‘That damned man’s getting ideas too big for his head, Mr Rafferty,’ he said.
There were now two Bedford three-tonners, two fifteen-hundredweight tracks and Dampier’s Humber. They were all dusty and, with the exception of the Humber which, being a staff car, was deemed to need a measure of dignity, were all plastered with the enthusiastic slogans the Italians enjoyed seeing – the usual Combattere, Obbedire, Vincere, and a few others that Morton had thought up: Evviva Mussolini; Avanti; In Viaggio per Londra; and Attenti, Inglesi! Veniamo Qui!
They had attached the Italian flag to the front of the Humber so that it fluttered red, white and green in the wind, and they started off cheerfully enough in the late evening. Rafferty, his sleeves devoid of badges, led in Dampier’s car, with Morton alongside him and Dampier, to his disgust, sitting in the back among the equipment. Caccia brought up the rear in the Ratbags’ Bedford in case anybody came up from behind, while the rest were stuffed in between. Their progress south-east from Zuq went quite unhindered until at dusk they ran into units of German field police strung across their route. As they stopped, Morton climbed out, marched forward and spoke quickly in German. The German officer who answered him gestured towards the east. ‘Etwas gehts los im Osten,’ he said.
Morton responded in the same language and there was a brief discussion before he returned to the car to inform Dampier and Rafferty what had been said. ‘We’ll not get past here,’ he pointed out quietly. ‘Things are happening towards the east and they’re here to mark the junction of the Italian and German divisions. I think we should swop one or two of our vehicles at the first opportunity because he was a bit suspicious at seeing them all British. I told him we were a recovery unit and had picked them all up after they’d been abandoned.’
He climbed into his seat, still talking quietly. ‘He also said we should be heading north and seemed at first to suspect we were trying to desert because we were too far forward. I told him our compass was kaput and he seemed satisfied.’
Gesturing with his arm for the benefit of the German, he led the little convoy north until they had swung over a ridge of dunes, when they promptly turned south once more. Almost immediately they ran into the German field police again. A carbide lamp appeared in front of them, swinging to indicate they should stop.
There was a long exchange between Morton and a German sergeant before they were turned back again. Rafferty decided it might be safer to head north for a while, after all, if only to get away from the suspicious Germans and back within the sphere of influence of the more easygoing Italians, who were always short of transport and less likely to question the origin of their vehicles. It was as well they did, because five minutes later a German kübelwagen came tearing up behind them, the German sergeant waving them further westwards.

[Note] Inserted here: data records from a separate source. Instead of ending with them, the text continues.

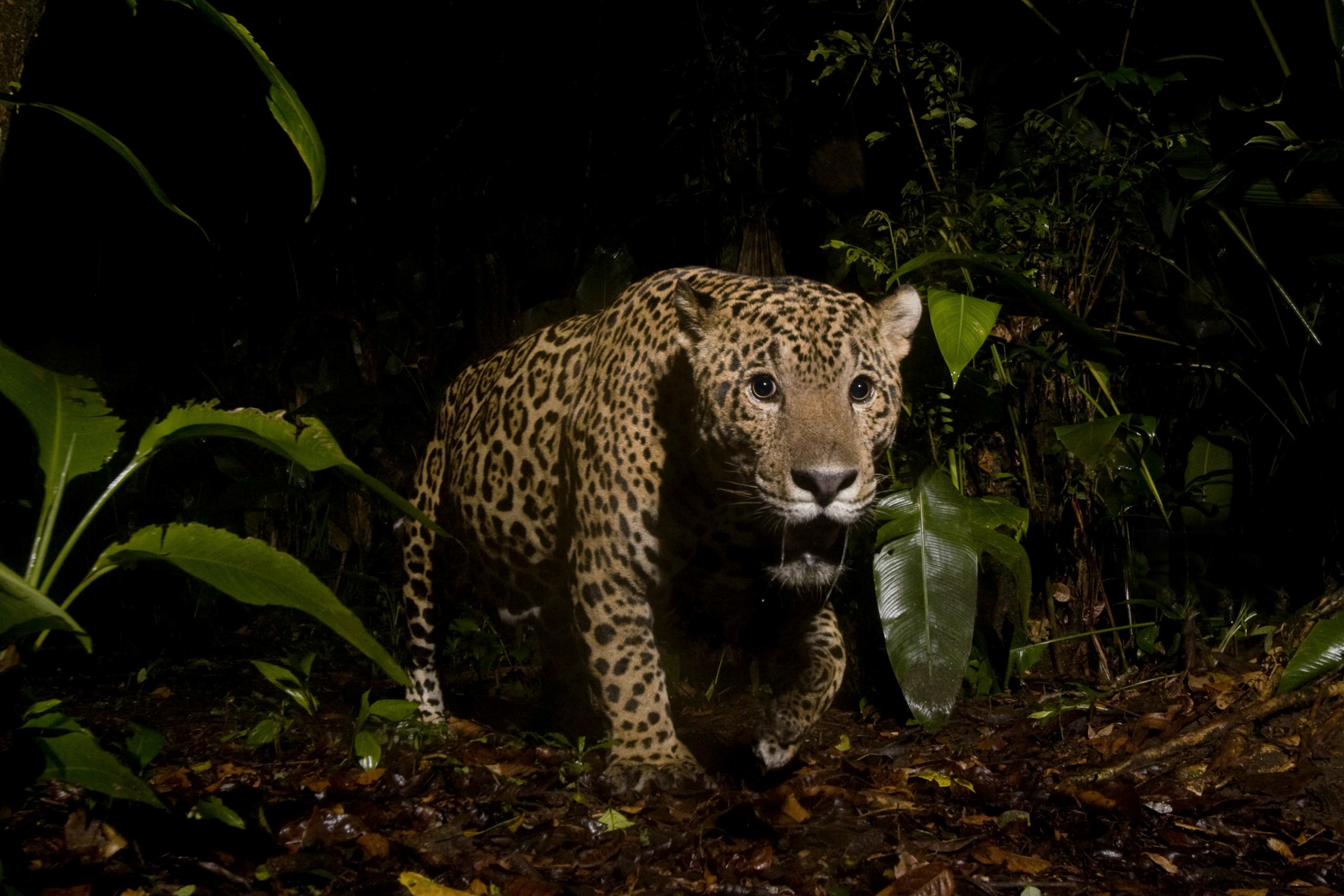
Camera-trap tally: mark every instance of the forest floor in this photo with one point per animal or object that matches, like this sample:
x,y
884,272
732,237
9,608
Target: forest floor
x,y
1194,785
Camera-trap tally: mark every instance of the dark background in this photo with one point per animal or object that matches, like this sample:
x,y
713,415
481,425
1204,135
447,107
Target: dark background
x,y
480,159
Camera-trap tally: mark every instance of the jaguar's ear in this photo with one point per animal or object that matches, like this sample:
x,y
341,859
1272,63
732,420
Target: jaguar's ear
x,y
898,315
693,312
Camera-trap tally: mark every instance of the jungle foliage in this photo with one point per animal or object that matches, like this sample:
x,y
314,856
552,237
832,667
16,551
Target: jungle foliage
x,y
1133,352
1124,220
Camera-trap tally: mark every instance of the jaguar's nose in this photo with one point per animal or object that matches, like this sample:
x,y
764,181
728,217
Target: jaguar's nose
x,y
824,486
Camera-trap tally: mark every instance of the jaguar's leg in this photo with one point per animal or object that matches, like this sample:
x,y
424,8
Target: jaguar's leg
x,y
615,625
418,544
820,662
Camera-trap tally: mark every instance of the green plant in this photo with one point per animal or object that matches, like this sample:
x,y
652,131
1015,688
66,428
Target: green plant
x,y
926,564
74,755
582,750
375,725
77,435
1144,396
281,100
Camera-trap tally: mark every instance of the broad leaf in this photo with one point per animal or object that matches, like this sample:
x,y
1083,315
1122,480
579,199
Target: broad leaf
x,y
393,710
77,758
77,433
925,573
144,745
214,809
1082,335
25,610
1090,441
992,512
1012,555
310,445
368,750
118,147
290,683
1322,652
1208,470
960,324
250,571
283,101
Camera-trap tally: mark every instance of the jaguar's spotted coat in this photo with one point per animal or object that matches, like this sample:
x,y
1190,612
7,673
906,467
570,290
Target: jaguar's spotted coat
x,y
710,436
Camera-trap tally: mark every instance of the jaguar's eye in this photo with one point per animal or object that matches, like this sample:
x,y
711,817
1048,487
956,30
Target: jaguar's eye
x,y
862,390
764,388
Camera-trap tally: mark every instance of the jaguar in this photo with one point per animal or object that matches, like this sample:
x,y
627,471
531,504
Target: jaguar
x,y
709,440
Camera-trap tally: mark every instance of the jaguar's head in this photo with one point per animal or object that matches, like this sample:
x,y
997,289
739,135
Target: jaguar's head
x,y
797,396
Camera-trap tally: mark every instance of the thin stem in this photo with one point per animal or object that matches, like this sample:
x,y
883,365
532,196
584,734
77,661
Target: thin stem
x,y
89,580
914,122
1273,43
1282,291
88,517
48,521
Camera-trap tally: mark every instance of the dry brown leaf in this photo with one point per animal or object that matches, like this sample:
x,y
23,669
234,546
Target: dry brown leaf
x,y
1016,863
928,880
374,846
170,778
794,809
316,783
531,887
467,729
514,769
368,776
976,820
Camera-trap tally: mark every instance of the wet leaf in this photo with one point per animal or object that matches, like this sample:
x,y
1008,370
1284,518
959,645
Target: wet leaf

‘This is a bloody well-organized battle,’ Clegg observed.
To the east the sky was filled with smoke from burning lorries to show where the fighting was going on and hundreds of vehicles had ploughed deep ruts in the soft sand. When they stopped and the engines were silent, they could hear the thump and rumble of gunfire.
Eventually they tried to edge southwards again but once more they ran into the German field police and were forced to head north again. They were all tired and dusty now, all on edge and nervy, and wondering just when some German field police sergeant would examine them closely enough to discover their identity. It was beginning to grow light again by this time and the Italians they met were elated by their unexpected success. But they were forward troops and no one claiming to be a repair unit had any right to be so far forward; so, as the sun came up like a gigantic gun flash on the horizon, they were forced to head westwards again and finally found themselves approaching Sofi, a shabby little village alongside the sea east of Zuq. Half the place seemed to be on fire and there were explosions and clouds of smoke. From a burning hut, Italians were carrying crates of British beer.
‘I bet there wasn’t a lot left, comrades and boon companions,’ Clegg said, eyeing it enviously. ‘I bet our lot got in there when the retreat started. Free beer’s free beer even if the Empire falls apart, and bottled Bass’s a bloody sight better than that horse piss and onion water that goes by the name of beer in Egypt.’
There were also cartons of chocolate, cigarettes that made their nostrils twitch, and Italian soldiers grinning under piles of British shirts, trousers, overcoats, shoes, tinned ham, fish and cheese, and bottles of liqueur.
Near the beach, the Italians had marked out an area as big as a football pitch and one group of them was busy knocking posts into the ground while second, third and fourth groups followed behind stringing barbed wire between them in rows. It was hot work and, since the Italians were stripped to the waist, it wasn’t difficult to help themselves to more scraps of uniform when no one was looking.
The town itself started just beyond the cage, a huddle of flat-roofed, mud-built whitewashed houses with a mosque, a few palm trees and an apology for an inn that went by the name of the Sofi Hotel. There was a heavy traffic congestion with a column of British prisoners standing at the side of the road waiting for it to clear. Italian vehicles were parked at all angles and triumphant Italian officers were sitting on shabby chairs in the shade of a cane-roofed terrace outside the hotel, drinking wine, watched with envy and resentment by the prisoners, whose throats were working with thirst at the sight of the bottles on the tables.